Desde seu surgimento, o fascismo está em pauta nas sociedades contemporâneas, assim, o esforço para analisá-lo – em suas mais diversas formas de se manifestar – e combatê-lo também se faz presente e requer cada vez mais esforços.
Como bem pontuou Umberto Eco, em “O Fascismo Eterno” ([1997] 2018), ele pode se apresentar em trajes civis e variar alguns de seus aspectos, mas ainda é fascismo:
O Ur-Fascismo ainda está ao nosso redor, às vezes em trajes civis.
Seria muito confortável para nós se alguém surgisse na boca de cena do mundo para dizer:
“Quero reabrir Auschwitz, quero que os camisas-negras desfilem outra vez pelas praças italianas!”
Infelizmente, a vida não é fácil assim!
O UrFascismo pode voltar sob as vestes mais inocentes.
Nosso dever é desmascará-lo e apontar o dedo para cada uma de suas novas formas — a cada dia, em cada lugar do mundo (ECO, 2018, p. 46).
A constante atenção a este amplo fenômeno pede cuidado e prática, pois o combate a toda forma de autoritarismo se faz cotidianamente, prática que não está flutuando ou recortada no tempo e no espaço, mas é a construção contínua e extenuante de fazer lembrar para se evitar, então é com urgência que devemos falar do fascismo à partir da história e da política.
História e política se constroem concomitante no cotidiano, desde as práticas mais comuns e corriqueiras – que já contém decisões de caráter e predisposições, arcabouços, interesses e orientações sociais – até marcos políticos constitucionais, passando pelos discursos e pelas ações que afetam do micro ao macrossocial e vice-versa, isto é, tudo é político e tudo é histórico.
De certa forma, tudo é histórico-político, por assim dizer.
Então, falar sobre fascismo em 2022, cem anos após a Marcha sobre Roma, não é um acaso ou luxo intelectual, tem por objetivo manter a memória, buscar o debate e revelar um ato histórico-político para o agora, o tempo-presente [Jetzzeit], para com o passado e para um futuro possível.
Isto é, “a expectativa do novo que o futuro oferece só se cumpre através da rememoração de um passado reprimido” (HABERMAS, 1990, p. 23).
Consideramos, aqui, o compromisso político que os intelectuais devem assumir, “o compromisso político aparece normalmente em o intelectual ‘empenhado’ como o resultado lógico e legítimo de seu reflexo, ao qual confere, em contrapartida, a autenticidade de uma sanção prática” (REMOND, 1959, p. 860), e também que “todos os homens são intelectuais” (GRAMSCI, Q12, §1, pp. 1516-1517), embora nem todos exerçam a atividade intelectual no sentido estrito do termo, todos realizam atividades que requerem atividade intelectual, tal qual a política.
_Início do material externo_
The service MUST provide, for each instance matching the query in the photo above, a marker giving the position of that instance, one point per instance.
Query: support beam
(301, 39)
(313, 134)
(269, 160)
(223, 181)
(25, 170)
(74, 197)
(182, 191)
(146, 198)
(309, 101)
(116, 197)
Características Gerais do Fascismo
Embora se tenha a Marcha sobre Roma como o marco histórico da subida ao poder pelos fascistas, a história não é estabelecida por datas, mas pela construção de processos que culminam em marcos históricos.
Estes, por sua vez, são convencionalmente datados, pois “por história é preciso entender então não uma sucessão cronológica de acontecimentos e de datas, mas tudo aquilo que faz com que um período se distinga dos outros e cujos livros e narrativas não nos apresentam em geral senão um quadro bem esquemático e incompleto” (HALBWACHS, 1990, p. 60).
Neste quadro, nota-se a necessidade do meio social passado para a construção da memória, pois “se o meio social passado não sobrevivesse para nós a não ser em tais anotações históricas, se a memória coletiva, mais geralmente, não contivesse senão datas e definições ou lembranças arbitrárias de acontecimentos, ela nos ficaria bem exterior” (ibid., p. 55).
Assim, interiorizando a história, seguimos para uma caracterização geral do fascismo.
Trabalhando sobre o início do fascismo, Ângelo Tasca destaca que “o período de agosto de 1914 a maio de 1915 foi decisivo para o destino do povo italiano.
Não tanto pelo fio condutor que une os ‘Fasci di combattimento’ do intervencionismo aos fasci de 1919-1922, quanto pela ilusão e os equívocos que até agora se instalaram na política da classe operária”, pois “o povo italiano, na sua grande maioria, não queria a Guerra” (TASCA, 2014, p. 462, tradução nossa).
Isto é, de um lado, demonstra interesses e vontades políticas do povo italiano e, por outro, de grupos de combate.
Embora exista um esforço para que aconteça o distanciamento das massas populares da política, ela somente se faz através desta, “em realidade […] a luta contra o fascismo é muito mais necessariamente uma luta de massa, quanto mais a massa está acessível ao fascismo.
As massas são hoje muito mais que o “sujeito” da história, no sentido que não se faz história sem ela”, e se não as alcançamos – enquanto parte constituinte dela – “é o fascismo que faz a história na nossa vez” (ibid., p. 512).
Essa breve contextualização política e histórica serve para que aconteça o reconhecimento que a política é um espaço comum e está em disputa, por vezes por atores democráticos, por vezes por atores autoritários.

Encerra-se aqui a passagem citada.